將RDD中元素聚集,須提供0初值(因為累積元素,所有要提供累積的初值)。先在分區內依照seqOp函數聚集元素(把T類型元素聚集為U類型的分區“結果”),再在分區間按照combOp函數聚集分區計算結果,最后返回這個結果
*
* @param zeroValue the initial value for the accumulated result of each partition for the
*                  `seqOp` operator, and also the initial value for the combine results from
*                  different partitions for the `combOp` operator - this will typically be the
*                  neutral element (e.g. `Nil` for list concatenation or `0` for summation)

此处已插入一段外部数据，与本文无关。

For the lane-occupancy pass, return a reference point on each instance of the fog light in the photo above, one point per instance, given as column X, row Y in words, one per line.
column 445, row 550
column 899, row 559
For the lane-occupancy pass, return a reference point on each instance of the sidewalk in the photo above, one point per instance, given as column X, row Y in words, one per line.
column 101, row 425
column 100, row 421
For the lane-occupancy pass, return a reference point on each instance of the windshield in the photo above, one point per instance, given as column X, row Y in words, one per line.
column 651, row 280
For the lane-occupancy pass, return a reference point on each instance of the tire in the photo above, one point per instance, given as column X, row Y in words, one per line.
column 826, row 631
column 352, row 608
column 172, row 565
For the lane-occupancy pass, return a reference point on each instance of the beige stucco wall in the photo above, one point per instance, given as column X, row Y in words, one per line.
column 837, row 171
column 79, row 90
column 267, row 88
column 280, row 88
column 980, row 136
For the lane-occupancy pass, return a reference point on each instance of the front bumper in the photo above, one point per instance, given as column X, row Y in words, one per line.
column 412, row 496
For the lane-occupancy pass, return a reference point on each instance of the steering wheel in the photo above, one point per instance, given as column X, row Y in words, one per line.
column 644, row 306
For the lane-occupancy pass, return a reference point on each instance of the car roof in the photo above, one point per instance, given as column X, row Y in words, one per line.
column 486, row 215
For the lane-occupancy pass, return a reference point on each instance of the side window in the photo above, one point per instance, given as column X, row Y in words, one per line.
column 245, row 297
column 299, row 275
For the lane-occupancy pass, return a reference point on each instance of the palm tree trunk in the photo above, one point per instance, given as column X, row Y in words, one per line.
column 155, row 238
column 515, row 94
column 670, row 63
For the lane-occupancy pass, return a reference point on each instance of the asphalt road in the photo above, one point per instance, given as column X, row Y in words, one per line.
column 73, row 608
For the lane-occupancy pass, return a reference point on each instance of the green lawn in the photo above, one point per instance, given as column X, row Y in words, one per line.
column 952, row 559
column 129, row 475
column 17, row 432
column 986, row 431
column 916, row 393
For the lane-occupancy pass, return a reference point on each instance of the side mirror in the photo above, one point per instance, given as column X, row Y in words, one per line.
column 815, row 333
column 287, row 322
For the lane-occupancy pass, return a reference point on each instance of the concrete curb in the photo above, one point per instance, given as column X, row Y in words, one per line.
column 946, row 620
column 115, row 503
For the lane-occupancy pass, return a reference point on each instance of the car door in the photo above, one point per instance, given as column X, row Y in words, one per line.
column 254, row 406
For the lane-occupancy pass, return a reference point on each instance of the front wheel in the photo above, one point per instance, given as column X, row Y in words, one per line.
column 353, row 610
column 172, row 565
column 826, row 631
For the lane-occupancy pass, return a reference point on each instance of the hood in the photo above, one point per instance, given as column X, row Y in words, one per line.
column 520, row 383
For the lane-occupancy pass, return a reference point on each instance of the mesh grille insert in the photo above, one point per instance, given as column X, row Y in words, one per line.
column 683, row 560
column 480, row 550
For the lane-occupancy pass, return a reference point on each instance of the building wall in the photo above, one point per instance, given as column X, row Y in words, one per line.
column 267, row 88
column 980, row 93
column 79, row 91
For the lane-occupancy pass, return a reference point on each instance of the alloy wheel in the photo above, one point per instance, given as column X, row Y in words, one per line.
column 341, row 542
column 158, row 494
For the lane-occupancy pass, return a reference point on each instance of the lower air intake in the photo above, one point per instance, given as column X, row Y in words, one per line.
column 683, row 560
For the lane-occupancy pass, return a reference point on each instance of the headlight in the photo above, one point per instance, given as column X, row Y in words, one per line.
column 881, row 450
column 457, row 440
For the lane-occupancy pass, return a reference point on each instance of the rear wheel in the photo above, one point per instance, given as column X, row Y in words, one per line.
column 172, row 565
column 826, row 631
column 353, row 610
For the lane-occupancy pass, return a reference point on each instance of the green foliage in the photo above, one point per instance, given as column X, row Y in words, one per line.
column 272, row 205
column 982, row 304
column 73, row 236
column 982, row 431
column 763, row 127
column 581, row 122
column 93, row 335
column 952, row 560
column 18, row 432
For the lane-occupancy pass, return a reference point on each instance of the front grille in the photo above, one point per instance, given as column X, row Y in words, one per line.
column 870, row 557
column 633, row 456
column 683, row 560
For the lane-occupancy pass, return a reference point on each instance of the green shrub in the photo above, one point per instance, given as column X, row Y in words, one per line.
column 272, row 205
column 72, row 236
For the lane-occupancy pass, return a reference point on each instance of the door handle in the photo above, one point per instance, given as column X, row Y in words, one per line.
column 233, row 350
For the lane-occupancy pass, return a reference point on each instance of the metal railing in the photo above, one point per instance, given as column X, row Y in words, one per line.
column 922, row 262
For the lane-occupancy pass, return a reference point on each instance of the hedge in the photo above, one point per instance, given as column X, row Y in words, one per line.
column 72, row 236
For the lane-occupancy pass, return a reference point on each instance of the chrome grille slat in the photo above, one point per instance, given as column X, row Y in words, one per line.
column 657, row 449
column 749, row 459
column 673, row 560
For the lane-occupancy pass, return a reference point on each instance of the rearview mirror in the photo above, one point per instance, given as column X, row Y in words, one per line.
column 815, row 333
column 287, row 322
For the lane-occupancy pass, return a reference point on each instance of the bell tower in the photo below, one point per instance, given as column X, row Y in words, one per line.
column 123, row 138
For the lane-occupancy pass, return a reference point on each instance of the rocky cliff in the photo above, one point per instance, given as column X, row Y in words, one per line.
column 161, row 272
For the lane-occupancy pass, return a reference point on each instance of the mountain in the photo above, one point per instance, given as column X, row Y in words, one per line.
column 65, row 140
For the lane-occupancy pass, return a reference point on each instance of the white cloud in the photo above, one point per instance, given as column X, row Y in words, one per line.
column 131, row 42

* @param seqOp an operator used to accumulate results within a partition
* @param combOp an associative operator used to combine results from different partitions
第一個參數是初始值, 第二個參數:是兩個函數[每個函數都是2個參數(第一個參數:先對個個分區進行合並, 第二個:對個個分區合並后的結果再進行合並), 輸出一個參數]
*/
def aggregate[U: ClassTag](zeroValue: U)(seqOp: (U, T) => U, combOp: (U, U) => U): U = withScope {
  // Clone the zero value since we will also be serializing it as part of tasks
  var jobResult = Utils.clone(zeroValue, sc.env.serializer.newInstance())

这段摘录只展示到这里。